【思ったこと】 180304(日)ACTの最新事情
福井県・敦賀で行われた「ACT Japan 2017年度 年次ミーティング」に部分参加させていただいた。このミーティングは守秘義務があり、ここでは備忘録を目的として、事例には直接関係ない、印象に残った点のみを箇条書きに記しておく。「→」以下の部分は長谷川の感想。
- 和語としての「老ゆ」と「親」は同根。
→確かに「おゆ」と「おや」は発音も似ている。出店は不明。
- もともと、日本では「老」に悪いイメージはなかった。仏教の「生老病死」の考えが入ってきて苦悩の1つに数えられるようになった。
→中国では、姓の前に「老」をつけると。目上の人に対する敬意と親しみを表す表現になると聞いたことがある。
- 過剰なアンチエイジングは、ACTでいう「体験の回避」に陥る可能性がある。
- ACTが有効なのは「体験の回避」がある場合。
→なんでもかんでもACTが有効というわけではない。
- ACTの発想は、問題行動を減らすことではない。価値につながる行動の比率を増やすことが肝要。
- 老年的超越(こちらに紹介記事あり)尺度の質問項目は、ACTの発想に似た内容が含まれている。
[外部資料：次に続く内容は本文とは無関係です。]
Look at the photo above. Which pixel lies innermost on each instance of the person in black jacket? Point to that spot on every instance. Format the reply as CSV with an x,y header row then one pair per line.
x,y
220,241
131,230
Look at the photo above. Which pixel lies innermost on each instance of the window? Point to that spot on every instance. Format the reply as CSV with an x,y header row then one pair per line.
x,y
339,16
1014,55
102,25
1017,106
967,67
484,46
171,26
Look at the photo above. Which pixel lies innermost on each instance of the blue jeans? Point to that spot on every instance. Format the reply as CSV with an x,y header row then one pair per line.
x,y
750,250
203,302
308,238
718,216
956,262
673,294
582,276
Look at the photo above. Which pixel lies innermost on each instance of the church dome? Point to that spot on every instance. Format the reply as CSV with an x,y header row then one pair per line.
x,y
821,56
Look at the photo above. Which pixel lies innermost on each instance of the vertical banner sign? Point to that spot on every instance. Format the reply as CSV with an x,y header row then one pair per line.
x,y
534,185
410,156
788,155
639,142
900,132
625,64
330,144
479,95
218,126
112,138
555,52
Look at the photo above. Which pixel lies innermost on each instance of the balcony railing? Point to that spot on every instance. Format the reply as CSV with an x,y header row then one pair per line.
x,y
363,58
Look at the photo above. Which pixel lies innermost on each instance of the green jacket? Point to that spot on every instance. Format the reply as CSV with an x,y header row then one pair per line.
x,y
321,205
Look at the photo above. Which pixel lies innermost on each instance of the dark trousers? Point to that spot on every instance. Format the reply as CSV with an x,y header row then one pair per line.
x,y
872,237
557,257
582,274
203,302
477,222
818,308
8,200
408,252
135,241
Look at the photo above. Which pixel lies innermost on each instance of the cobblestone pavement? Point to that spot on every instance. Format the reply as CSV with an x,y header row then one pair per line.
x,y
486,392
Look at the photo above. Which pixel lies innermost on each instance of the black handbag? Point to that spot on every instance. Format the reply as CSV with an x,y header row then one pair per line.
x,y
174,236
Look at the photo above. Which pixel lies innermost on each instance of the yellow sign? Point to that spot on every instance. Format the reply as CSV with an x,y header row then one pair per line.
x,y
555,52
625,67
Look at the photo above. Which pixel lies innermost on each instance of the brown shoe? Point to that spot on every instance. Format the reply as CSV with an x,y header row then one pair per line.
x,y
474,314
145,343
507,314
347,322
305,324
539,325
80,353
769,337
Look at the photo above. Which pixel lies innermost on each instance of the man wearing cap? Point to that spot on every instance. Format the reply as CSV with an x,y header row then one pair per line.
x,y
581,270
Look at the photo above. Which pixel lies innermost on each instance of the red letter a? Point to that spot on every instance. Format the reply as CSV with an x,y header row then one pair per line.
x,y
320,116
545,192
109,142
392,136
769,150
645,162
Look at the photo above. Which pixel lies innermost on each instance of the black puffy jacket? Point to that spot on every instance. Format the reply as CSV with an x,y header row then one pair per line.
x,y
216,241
- 「補償を伴う選択的最適化」(selective optimization with compensation; SOC) もACTのモデルで説明できる(←というような話だったと思うが、長谷川の聞き取りのため不確か)。
- ACTは、治療や投薬の「文脈」を変換する。
- ACTは、日本版Cognitive Fusion Questionnaire(認知的フュージョン尺度)と日本版Acceptance and Action Questionnaire-II【こちら参照】のいずれにおいても、スコアが平均点以上である場合を適用の目安とする。この目安をクリアーしないケースでは、行動活性化、スキル訓練、弁別訓練、エクスポーシャーを実施するほうがよい。
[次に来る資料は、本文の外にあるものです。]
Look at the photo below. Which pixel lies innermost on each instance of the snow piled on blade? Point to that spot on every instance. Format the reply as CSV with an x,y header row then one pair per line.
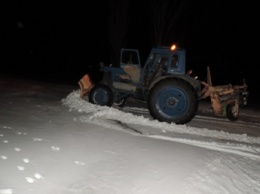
x,y
95,112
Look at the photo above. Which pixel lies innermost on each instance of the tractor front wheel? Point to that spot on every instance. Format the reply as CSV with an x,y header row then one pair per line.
x,y
232,111
102,95
173,101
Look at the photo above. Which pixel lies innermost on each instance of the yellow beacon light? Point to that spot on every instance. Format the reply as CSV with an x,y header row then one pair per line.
x,y
173,47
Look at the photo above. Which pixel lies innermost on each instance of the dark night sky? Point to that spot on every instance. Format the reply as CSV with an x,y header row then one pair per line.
x,y
60,38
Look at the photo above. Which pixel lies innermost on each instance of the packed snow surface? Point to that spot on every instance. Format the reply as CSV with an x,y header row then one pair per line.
x,y
52,141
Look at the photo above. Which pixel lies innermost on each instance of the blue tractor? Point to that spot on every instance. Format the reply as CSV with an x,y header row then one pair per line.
x,y
171,94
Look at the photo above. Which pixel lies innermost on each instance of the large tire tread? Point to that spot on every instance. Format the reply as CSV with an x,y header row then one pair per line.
x,y
193,103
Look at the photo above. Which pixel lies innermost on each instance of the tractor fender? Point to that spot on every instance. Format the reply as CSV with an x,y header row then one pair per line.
x,y
193,82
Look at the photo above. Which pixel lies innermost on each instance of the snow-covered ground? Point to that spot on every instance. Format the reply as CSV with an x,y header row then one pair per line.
x,y
53,142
- 体験の回避を1つの集合とすると、アクセプタンスはその補集合である。
- コミットメントは日本語に訳しにくいが、「言行一致」に近い。
- ACTを実施する場合のインフォームド・コンセントにあたっては、体験型であること、集中的に実施されること、3ヶ月を要すること、旅に喩えられることなどを確認する。
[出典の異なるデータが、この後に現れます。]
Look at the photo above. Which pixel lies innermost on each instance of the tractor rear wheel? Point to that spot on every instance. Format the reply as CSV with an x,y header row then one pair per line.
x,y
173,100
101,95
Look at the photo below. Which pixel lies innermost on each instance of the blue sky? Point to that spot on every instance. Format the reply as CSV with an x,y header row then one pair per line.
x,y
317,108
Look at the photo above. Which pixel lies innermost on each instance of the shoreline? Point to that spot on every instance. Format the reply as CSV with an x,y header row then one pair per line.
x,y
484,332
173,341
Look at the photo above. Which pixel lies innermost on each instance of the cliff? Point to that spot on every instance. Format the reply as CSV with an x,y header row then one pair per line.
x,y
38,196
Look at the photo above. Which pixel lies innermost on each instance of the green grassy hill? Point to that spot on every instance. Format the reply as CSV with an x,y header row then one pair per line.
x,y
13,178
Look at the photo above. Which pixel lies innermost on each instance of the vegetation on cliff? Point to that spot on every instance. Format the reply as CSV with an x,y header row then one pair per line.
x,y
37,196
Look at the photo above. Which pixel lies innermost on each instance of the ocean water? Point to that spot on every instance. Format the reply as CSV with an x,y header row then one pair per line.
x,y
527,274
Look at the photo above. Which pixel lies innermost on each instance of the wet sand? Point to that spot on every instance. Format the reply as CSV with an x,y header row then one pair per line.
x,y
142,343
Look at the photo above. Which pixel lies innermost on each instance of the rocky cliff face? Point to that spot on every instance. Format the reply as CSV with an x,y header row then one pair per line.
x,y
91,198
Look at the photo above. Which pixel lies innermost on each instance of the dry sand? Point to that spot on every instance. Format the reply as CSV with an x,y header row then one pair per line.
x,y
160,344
→3ヶ月というのは、毎週実施の場合12回、隔週なら6回となりいずれも6の倍数となっている。
- Lambert, M. (1992)やDuncanの「On Becoming a Better Therapist」で論じられているように、心理療法を受けたことによるクライエント改善効果において、療法自体(技法自体)は15%程度にすぎない。それ以外のファクターを高めるような努力も必要。【こちらに関連記事あり】
- ACTの入門者は、関係フレーム理論のところで挫折しやすい。セラピストがACTを学ぶ場合、関係フレーム理論の章は飛ばしても構わない。(←長谷川の聞き取りのため不確か。)